"The wager to end them all." That is how Wall Street is pricing the current artificial intelligence boom—as a miracle that cannot fail. Yet, behind the spectacle of trillion-dollar valuations and boundless growth projections lies a precarious financial structure heavily reliant on circular deals and an infrastructure arms race that recalls the most volatile periods of modern market history.
In a recent Bloomberg Originals examination of the AI economy, reporters Shirin Ghaffary and Carmen Reinicke, alongside columnists like Dave Lee, analyzed the structural shifts underpinning the massive commitment of capital by tech giants such as Microsoft, Google, and Nvidia. Their collective assessment focuses on the financial mechanics—specifically the multi-billion-dollar circular deals—that are simultaneously fueling unprecedented infrastructure growth and raising the specter of a catastrophic economic bubble.
The core mechanism under scrutiny is the "circular deal," a process where money, products, or services are exchanged back and forth between a small cohort of interconnected companies, often creating the illusion of organic demand and robust revenue streams.

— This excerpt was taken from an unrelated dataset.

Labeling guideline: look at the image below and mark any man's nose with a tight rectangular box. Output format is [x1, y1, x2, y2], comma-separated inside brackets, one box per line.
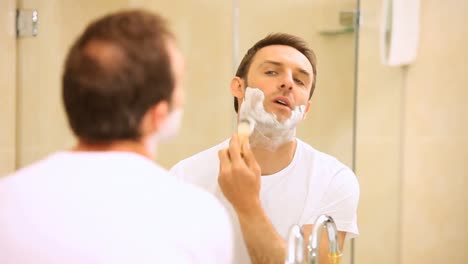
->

Nvidia, the undisputed king of AI hardware, sits at the epicenter. Nvidia invests heavily in foundational AI companies like OpenAI and Anthropic, while those same AI developers simultaneously become Nvidia’s largest customers, purchasing the high-performance GPUs necessary for training their large language models. This creates a closed loop where investment dollars quickly return to the hardware supplier as revenue.